Flo Rida - ROOTS

Ash Akhtar 05/05/2009

Rating: 2/5

Know what I like about Flo Rida? His facial hair. It is HEAVY, dude! I bet he's got his own facial hair sculptor. Imagine what kind of a job that is. Imagine the responsibility. I mean, look at the size of him. You mess up, and I bet it's your neck. Or, your job at least. He's also got some pretty cool tattoos - a lot of which feature heavily within the artwork of ROOTS. Incidentally, ROOTS stands for 'Routes of Overcoming the Struggle'. Perhaps Flo thought that if he had the acronym marked indelibly on his skin, he'd never forget where he came from. Or how he got there. Or something.

And judging by “Finally here”, the first track of his second album, Flo believes he's made it. Gauging success by the usual blinged out references (Versace, whips et al), he also says: “My mother proud of me”. Aaaah - sweet. If you've not heard of Flo Rida, he makes the kind of chart friendly hip-hop RnB cross that swamps the ringtone charts. Not only that, he like to say the word “Heyyyy” an awful lot.
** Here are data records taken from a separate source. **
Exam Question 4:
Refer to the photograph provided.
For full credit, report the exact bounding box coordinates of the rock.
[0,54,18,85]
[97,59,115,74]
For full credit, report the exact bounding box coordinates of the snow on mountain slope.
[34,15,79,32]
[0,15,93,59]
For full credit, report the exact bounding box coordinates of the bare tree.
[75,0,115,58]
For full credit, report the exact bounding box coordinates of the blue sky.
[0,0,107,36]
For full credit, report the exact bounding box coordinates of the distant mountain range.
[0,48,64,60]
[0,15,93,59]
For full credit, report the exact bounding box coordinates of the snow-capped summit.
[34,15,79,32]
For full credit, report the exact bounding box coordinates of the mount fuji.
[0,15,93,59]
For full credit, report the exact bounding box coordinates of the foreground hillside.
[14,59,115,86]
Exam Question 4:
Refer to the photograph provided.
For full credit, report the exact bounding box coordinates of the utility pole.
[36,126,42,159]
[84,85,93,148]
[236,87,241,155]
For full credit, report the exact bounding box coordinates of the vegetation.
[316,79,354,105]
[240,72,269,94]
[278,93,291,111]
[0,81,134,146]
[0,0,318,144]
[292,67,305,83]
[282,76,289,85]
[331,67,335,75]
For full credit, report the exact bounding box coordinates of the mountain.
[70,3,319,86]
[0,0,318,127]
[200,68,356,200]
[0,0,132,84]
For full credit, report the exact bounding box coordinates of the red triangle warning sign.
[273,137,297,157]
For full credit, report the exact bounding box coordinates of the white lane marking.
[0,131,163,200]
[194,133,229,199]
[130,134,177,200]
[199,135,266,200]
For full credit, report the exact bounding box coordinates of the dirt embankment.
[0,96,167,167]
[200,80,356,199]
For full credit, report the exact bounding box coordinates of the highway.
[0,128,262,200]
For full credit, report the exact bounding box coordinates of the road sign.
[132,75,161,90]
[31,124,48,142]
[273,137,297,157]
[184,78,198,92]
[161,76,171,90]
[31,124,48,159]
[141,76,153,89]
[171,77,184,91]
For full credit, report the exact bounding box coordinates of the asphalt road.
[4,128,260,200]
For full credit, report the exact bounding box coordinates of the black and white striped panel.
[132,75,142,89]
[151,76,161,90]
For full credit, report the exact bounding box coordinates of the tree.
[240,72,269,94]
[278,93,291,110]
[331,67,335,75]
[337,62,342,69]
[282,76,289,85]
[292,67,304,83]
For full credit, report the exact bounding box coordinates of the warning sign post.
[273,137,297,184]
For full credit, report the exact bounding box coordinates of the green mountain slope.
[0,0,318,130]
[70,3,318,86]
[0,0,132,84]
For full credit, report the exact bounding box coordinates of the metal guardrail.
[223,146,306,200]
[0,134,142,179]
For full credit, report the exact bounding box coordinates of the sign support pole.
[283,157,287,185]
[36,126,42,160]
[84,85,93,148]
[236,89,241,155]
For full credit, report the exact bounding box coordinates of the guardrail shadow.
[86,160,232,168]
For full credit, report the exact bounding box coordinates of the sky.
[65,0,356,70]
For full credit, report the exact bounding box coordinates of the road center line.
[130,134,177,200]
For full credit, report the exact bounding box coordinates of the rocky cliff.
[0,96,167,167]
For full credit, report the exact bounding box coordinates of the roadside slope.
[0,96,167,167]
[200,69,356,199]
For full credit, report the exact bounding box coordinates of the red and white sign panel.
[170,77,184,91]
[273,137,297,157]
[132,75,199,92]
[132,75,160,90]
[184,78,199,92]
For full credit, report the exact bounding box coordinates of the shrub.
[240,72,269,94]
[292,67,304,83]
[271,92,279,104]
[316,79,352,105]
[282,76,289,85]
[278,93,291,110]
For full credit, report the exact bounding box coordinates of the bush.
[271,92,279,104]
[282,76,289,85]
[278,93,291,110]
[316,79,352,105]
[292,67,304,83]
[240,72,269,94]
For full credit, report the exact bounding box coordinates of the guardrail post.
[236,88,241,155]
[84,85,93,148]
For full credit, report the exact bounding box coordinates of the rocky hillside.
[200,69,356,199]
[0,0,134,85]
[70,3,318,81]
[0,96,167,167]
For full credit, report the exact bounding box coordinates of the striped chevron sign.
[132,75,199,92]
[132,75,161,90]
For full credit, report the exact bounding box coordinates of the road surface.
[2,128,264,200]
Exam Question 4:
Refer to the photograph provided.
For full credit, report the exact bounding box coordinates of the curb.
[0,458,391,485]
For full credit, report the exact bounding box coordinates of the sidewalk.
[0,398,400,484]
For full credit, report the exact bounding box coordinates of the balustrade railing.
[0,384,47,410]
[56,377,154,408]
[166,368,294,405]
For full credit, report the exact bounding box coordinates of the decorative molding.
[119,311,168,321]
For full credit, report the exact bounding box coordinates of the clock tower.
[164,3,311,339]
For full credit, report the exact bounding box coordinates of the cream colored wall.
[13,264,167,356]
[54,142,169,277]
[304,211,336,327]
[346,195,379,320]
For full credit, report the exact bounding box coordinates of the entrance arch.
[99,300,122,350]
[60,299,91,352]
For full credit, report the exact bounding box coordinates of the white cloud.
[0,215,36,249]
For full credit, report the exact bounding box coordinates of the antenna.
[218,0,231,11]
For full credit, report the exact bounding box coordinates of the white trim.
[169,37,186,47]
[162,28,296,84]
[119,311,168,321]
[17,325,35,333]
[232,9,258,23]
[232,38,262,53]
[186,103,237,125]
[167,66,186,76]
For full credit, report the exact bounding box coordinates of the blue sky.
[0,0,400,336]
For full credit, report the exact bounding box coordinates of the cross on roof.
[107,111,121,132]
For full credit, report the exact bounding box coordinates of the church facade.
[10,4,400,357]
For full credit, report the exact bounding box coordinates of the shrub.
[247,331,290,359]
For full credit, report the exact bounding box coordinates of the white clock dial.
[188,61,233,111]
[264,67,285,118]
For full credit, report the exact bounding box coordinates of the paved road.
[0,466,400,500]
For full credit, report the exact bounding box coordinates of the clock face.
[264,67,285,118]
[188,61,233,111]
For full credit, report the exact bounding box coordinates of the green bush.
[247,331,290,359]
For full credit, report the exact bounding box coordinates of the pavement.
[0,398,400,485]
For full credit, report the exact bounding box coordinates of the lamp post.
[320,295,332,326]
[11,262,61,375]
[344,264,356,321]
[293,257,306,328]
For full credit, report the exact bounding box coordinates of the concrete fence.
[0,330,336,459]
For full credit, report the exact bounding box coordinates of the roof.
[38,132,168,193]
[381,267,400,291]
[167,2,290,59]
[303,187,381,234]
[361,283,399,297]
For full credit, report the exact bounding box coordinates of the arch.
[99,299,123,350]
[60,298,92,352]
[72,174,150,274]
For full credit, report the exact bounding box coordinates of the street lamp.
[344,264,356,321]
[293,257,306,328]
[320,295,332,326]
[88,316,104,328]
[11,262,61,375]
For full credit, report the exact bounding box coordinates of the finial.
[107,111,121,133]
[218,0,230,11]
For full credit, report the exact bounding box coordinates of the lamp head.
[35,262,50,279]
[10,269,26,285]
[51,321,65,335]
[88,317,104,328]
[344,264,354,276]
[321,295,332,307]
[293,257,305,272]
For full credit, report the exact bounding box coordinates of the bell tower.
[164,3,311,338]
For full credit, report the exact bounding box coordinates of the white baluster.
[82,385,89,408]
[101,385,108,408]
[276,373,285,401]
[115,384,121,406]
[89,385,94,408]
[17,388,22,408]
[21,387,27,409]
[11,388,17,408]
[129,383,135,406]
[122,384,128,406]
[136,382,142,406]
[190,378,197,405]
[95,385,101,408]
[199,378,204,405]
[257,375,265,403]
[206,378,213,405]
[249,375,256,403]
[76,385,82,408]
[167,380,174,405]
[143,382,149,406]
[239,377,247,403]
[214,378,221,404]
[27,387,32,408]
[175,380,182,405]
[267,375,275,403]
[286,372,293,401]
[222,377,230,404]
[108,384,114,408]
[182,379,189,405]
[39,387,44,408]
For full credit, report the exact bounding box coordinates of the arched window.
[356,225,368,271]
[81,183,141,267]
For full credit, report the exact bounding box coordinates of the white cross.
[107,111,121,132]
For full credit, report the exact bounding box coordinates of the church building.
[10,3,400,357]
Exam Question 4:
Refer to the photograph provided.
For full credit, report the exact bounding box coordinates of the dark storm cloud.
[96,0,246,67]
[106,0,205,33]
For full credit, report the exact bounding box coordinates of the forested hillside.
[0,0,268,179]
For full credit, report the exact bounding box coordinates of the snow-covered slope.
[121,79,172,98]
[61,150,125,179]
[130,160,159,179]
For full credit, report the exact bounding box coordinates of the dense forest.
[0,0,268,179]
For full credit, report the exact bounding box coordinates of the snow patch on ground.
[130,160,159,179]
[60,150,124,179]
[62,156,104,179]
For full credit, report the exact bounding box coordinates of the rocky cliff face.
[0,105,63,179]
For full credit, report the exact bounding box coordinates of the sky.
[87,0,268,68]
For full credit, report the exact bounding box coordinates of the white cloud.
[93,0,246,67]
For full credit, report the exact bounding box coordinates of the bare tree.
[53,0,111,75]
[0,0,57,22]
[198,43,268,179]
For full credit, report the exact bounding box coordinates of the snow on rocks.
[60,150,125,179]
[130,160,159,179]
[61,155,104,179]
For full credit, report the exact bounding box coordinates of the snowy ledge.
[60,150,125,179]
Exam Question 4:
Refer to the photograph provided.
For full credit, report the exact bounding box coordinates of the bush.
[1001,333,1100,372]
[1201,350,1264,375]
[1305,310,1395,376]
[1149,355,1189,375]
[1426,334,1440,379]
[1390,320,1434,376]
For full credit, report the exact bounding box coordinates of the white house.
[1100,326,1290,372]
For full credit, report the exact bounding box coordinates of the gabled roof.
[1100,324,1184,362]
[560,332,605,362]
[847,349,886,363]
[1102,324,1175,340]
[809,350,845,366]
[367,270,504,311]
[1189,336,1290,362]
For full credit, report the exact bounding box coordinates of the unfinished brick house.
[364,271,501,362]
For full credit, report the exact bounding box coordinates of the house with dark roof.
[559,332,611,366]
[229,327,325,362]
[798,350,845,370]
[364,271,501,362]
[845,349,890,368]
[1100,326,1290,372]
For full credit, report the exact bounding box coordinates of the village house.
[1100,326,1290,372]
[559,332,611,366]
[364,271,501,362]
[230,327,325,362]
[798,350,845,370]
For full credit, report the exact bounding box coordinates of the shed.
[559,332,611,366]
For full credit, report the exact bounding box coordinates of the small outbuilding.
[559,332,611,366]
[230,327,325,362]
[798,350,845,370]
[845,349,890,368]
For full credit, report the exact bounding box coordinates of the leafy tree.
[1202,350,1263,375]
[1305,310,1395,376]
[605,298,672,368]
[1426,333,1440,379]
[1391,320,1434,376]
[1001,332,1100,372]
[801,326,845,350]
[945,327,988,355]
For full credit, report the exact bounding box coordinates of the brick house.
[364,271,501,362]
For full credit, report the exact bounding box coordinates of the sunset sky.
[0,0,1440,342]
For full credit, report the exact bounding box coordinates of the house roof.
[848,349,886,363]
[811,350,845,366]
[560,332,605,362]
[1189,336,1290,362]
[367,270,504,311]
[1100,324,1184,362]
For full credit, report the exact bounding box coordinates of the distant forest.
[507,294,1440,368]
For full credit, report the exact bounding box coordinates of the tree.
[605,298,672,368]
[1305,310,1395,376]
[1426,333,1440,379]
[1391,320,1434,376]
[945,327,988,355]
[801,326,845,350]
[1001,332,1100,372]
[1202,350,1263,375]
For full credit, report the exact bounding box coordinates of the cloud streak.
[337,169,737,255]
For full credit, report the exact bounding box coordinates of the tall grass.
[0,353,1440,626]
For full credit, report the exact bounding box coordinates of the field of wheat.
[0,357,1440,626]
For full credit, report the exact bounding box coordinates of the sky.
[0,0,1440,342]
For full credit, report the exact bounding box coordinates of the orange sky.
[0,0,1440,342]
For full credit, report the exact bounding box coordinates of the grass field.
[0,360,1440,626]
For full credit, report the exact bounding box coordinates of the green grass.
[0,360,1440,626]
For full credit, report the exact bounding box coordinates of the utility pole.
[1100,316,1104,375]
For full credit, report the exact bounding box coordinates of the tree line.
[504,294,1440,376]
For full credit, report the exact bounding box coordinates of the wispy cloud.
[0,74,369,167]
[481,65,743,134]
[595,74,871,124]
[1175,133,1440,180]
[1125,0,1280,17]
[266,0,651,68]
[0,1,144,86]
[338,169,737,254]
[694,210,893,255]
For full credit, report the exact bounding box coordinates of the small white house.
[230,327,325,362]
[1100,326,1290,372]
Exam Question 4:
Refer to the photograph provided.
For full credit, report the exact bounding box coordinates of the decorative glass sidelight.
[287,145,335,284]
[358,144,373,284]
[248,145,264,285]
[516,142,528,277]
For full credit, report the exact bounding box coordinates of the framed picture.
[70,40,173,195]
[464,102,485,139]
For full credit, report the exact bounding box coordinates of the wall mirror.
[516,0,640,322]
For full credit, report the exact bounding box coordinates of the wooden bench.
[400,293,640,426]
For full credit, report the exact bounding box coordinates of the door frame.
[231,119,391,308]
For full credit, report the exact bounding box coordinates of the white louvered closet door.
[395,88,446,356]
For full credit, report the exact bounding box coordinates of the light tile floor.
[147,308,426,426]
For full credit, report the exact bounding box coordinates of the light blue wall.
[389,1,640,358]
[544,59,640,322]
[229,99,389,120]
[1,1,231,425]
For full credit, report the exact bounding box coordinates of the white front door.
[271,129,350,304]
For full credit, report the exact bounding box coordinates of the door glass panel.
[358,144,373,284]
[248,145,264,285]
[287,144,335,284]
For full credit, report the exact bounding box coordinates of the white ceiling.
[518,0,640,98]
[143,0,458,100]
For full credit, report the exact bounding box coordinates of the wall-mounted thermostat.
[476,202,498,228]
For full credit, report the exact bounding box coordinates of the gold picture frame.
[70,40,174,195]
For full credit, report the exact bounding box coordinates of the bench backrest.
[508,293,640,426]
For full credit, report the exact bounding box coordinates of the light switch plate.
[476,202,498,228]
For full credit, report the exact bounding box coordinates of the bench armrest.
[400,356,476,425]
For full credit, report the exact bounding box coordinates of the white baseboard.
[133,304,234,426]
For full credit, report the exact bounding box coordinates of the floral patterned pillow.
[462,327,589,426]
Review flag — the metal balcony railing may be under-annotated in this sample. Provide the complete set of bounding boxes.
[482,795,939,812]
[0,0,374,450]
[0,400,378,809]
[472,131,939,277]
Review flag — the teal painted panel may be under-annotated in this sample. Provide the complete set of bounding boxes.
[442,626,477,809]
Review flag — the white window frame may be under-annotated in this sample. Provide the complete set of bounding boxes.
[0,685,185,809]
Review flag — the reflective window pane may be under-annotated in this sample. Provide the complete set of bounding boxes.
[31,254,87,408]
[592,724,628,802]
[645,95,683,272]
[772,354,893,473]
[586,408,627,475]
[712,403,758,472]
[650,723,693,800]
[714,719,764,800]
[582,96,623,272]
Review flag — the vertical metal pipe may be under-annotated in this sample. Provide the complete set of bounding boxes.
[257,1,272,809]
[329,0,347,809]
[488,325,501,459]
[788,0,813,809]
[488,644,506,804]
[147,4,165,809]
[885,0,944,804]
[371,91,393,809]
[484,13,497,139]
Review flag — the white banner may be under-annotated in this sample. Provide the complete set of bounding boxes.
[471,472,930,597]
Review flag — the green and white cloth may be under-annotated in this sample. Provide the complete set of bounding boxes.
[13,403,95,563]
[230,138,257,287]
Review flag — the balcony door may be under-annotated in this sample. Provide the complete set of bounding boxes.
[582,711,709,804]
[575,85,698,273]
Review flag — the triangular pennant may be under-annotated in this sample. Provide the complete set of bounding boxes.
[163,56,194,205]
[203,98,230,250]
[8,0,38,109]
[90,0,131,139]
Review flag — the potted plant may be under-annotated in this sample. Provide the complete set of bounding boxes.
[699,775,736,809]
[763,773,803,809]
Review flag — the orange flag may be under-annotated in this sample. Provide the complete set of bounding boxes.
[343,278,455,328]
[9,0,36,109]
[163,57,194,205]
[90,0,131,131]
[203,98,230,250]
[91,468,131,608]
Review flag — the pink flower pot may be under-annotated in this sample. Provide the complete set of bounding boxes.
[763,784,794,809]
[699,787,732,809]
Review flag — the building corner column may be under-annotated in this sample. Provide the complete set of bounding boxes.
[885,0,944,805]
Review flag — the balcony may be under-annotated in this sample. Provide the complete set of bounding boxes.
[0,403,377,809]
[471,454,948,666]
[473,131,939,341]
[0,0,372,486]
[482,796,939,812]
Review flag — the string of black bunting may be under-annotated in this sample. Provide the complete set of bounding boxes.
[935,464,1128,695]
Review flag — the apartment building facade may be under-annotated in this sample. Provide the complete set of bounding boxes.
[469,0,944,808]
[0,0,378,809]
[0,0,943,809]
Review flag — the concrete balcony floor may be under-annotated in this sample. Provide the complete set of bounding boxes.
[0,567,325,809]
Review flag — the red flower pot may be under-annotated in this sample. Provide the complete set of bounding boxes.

Once a bird, but now hawking herself as some kind of diva, Nelly Furtado stumbles onto 'Jump'. A multi-tracked vocal beefs up her desperately reedy delivery to drive this dancefloor friendly track's chorus hook. I think they call this type of track a 'club-banger'. 'Gotta get it' is a nice slice of electro, referencing Tina Turner's “Private Dancer”, but with zero compassion and intelligence.

Flo's unique staccato, rhythmic raps are at their best when he's not running his mouth at 110wpm. Using his technique more effectively,“Right Round” steals from Dead or Alive's “You spin me right round (like a record, baby)”. I don't know what Pete Burns makes of this daft electro-pop number, but I'd quite like to hear what he has to say. But then I expect that he's heard worse. His own career for example.

There really is very little to this album. With a thimble-full of chart friendly tunes - it's top-loaded, which means that the quality erodes as soon as you get midway through it. Even an appearance by the erstwhile Wyclef Jean on the final (and hopefully titled) “Rewind” can't save this narcissistic treacle tart of a record.

Vacuous to the point of gravitational collapse, ROOTS is a record best saved for the time of life when your left brain has ceased to function. And even then, you'll only listen to it once.